If you want to do some research on any topic in the countries where there is more terrorism, decrease in the arrivals is mainly due to terrorism, due to which other variables results are biased. How to control it?
TERRORISM: The UN General Assembly Resolution 51/210 defines terrorism as: "Criminal acts intended or calculated to provoke a state of terror in the general public, a group of persons or particular persons for political purposes are in any circumstance unjustifiable, whatever the considerations of a political, philosophical, ideological, racial, ethnic, religious or any other nature that may be invoked to justify them." Let's take this definition as an acceptable one.
METHODOLOGICAL DESIGN: The question asks for a design to measure the effect of terrorism on tourism. The followings are needed: (i) tourist arrival data from terror and non-terror condition in one country (if not possible then one needs a proxy country with non-terror condition); (ii) time period t1 to t2 for event measurement; and (iii) control groups must consists of both terror and non-terror condition countries outside of the country of study.
TIME SERIES APPROACH: If a country had time series that did not have terror condition and that during such a time there are data on tourism arrival available, that data should be collected. Then at a particular time, terror condition exists and (i) continue or (ii) dissipate and return to normality. This is an easy case, there is no need for a control group. If a condition comes and go like this, one can compare their two counts Poisson distribution.

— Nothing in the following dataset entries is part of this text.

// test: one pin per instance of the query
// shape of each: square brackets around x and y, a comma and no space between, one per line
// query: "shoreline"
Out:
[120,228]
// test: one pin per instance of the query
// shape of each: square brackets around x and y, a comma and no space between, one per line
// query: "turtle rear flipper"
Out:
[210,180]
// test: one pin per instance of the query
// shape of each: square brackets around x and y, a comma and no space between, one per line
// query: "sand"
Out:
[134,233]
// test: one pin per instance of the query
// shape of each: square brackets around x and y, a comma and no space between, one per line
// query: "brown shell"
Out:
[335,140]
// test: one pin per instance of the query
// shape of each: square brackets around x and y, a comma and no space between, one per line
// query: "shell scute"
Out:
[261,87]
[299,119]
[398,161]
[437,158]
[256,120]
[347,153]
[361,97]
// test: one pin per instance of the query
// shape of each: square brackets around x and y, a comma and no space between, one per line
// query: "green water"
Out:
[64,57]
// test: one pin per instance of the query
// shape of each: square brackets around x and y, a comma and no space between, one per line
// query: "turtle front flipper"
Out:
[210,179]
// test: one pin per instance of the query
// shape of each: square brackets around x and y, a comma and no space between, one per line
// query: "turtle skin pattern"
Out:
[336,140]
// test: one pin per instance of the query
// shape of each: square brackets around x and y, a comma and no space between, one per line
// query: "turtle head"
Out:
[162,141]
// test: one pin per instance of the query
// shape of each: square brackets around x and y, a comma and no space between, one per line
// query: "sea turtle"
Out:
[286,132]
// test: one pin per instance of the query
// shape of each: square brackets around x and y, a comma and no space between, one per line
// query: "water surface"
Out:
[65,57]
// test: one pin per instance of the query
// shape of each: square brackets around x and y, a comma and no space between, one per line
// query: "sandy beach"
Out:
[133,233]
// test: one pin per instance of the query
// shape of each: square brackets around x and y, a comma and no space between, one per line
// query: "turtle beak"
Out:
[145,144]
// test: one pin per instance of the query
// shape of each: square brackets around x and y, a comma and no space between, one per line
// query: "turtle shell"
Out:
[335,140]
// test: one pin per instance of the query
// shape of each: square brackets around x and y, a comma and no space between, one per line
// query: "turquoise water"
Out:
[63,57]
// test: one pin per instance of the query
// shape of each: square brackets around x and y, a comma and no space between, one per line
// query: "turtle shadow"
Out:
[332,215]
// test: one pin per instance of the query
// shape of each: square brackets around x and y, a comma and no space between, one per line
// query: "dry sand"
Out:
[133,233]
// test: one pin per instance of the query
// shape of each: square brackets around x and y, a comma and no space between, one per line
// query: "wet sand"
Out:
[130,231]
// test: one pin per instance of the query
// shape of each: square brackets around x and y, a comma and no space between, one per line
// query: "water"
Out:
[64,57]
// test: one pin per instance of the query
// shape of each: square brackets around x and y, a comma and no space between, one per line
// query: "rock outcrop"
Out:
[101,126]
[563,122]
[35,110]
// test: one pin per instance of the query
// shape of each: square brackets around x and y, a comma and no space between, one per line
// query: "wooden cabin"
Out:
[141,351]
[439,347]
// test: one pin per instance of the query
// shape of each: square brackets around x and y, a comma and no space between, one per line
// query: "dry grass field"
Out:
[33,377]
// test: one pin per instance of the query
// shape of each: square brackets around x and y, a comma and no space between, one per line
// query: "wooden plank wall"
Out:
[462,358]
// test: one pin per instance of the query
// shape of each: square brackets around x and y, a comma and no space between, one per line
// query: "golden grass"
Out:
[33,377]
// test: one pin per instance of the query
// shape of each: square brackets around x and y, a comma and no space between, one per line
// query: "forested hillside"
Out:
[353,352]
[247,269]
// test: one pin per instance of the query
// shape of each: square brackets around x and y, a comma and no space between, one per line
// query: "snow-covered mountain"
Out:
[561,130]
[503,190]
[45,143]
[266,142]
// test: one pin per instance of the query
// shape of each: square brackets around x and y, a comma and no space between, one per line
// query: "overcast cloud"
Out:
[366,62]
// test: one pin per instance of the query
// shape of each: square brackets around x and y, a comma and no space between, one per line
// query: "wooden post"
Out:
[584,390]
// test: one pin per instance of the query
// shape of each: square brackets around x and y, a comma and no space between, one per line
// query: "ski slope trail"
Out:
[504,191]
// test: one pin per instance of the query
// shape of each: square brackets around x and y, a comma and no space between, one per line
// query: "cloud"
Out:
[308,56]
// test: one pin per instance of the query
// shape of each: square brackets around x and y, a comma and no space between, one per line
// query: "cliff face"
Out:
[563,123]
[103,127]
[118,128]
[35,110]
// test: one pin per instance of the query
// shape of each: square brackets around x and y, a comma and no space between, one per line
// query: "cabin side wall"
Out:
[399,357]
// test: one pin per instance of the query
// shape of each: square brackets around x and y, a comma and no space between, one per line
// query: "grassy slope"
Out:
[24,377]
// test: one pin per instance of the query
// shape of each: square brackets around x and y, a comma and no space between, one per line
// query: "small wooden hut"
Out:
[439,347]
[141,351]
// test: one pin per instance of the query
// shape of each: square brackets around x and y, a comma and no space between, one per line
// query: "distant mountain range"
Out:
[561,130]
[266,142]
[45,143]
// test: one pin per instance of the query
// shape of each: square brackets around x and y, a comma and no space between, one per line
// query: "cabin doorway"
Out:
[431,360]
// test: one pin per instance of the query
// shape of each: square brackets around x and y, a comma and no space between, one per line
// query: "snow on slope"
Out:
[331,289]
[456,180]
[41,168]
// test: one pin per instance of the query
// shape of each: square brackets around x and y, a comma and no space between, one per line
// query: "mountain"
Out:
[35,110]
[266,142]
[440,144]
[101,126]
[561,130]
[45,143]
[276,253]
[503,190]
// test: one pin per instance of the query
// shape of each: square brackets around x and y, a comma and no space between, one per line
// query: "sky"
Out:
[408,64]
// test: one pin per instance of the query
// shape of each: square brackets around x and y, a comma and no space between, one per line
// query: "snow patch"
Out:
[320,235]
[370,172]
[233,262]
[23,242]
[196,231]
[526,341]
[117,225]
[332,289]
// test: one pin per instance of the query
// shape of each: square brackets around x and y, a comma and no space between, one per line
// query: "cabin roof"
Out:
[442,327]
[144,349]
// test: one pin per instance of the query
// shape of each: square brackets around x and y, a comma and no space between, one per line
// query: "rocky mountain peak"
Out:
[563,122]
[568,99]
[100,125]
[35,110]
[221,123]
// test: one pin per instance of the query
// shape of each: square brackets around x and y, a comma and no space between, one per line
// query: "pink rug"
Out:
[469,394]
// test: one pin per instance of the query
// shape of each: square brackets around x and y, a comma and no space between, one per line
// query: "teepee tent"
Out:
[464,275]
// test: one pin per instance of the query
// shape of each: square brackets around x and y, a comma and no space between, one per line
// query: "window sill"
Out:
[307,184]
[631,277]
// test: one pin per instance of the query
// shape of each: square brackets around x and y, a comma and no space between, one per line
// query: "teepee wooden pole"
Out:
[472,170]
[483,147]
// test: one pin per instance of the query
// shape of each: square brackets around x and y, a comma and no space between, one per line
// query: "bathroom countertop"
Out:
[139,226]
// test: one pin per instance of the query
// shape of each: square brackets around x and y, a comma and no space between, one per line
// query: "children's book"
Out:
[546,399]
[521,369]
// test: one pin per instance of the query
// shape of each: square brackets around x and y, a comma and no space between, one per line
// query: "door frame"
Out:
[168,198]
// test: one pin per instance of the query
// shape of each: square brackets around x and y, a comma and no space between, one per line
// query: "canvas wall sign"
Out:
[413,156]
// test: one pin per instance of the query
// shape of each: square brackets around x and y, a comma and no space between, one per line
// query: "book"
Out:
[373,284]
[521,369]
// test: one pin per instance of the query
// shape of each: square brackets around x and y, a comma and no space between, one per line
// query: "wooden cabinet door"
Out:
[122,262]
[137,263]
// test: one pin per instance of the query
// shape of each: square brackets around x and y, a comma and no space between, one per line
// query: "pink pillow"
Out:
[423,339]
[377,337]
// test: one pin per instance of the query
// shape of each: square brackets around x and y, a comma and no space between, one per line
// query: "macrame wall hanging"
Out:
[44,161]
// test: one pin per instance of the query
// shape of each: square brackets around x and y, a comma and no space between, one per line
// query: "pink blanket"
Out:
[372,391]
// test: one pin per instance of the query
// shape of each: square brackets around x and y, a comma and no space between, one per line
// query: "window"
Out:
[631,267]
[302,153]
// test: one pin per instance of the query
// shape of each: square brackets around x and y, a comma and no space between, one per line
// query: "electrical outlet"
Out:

A second scenario is no terror condition before, but at a particular time a terror condition was introduced and that condition continues. Here one would test for integration. Define terror condition as "shock" and the object of the test is to verify whether the effect of the shock is integrated to the series. If the shock is integrated into the series, the current mean would not revert to its long run equilibrium observed prior to the introduction of the terror condition. One can verify by introducing error correction mechanism (ECM); if after ECM is introduced, the data still does not revert to its long-rum equilibrium, it means that the integration of the effect of shock is permanent. the series has lost its original memory. The terror condition has changed the regime.
CONTROL: We need a country in the same region with similar market condition, except the terror condition. If we can find two countries outside of the subject country: (i) one country with similar infrastructure, but no terrorism; and (ii) another country with similar infrastructure, but has terror condition. Do paired comparison analysis to verify if terror is a significant factors for tourism arrival.
A = country of study with terror condition
B = country for comparison; has terror condition
C = country for comparison; has no terror condition
Country B is used to prevent Type 1 error. Country C is used to prevent Type 2 error. The pair design consists of: AB, AC and BC.
TEST STATISTICS: See attached link for statistical tests appropriate for the design described above. Cheers.
1. Use time-series data preferably over a sufficiently long period of time (prior to the terrorism threat/incidences). Preferably built around the tourism cycle most relevant to your research problem (i.e. 1 year)
2.Note the volatility (e.g.in arrival) due to seasonality effects, and "discount"/adjust it for the time-series data. This should provide the baseline series for comparison with the time-series after the terrorism threat.
3.Consider time-series over the same duration as in point 1 that is after the terrorism threat). Note the seasonality volatility. And assuming that your targeted tourism cycle is 1 year it would also be good to consider that particular year when the terrorism occur and how it affected the arrival/other variables
4. Compare and contrast the seasonality effects from the time-series discussed in point 2. with that of point 3.
5.You should be able to isolate/control for the "terrorism effect"
6. This is still a very rough and dirty approach, to fine-tune it perhaps consider Granger causality and co-integration tests. This is partly to control for "percolating factors". Do a Google search with the following query search string: "granger causality and cointegration tourism terrorism filetype:pdf"
7. Other considerations: example when post-terrorism policies design to mitigate the threat that actually augmented the arrivals, and other similar positive/negative feedback loops in the system. You may need to consider a systems approach to this.
I would say look at the research into this question at countries as a guide but of course you will find that most actually dont want to look into this seriously and actually cover up the issues as much as possible. In Thailand and the Philippines where i have done most of my research and where tourism is particularly important (especially in Thailand RE the Deep South being close tourist enclaves) the relationship between tourism and terrorism has been regularly 'ignored'. Your question is a little muddled but there are those of us looking at these two issues in certain countries.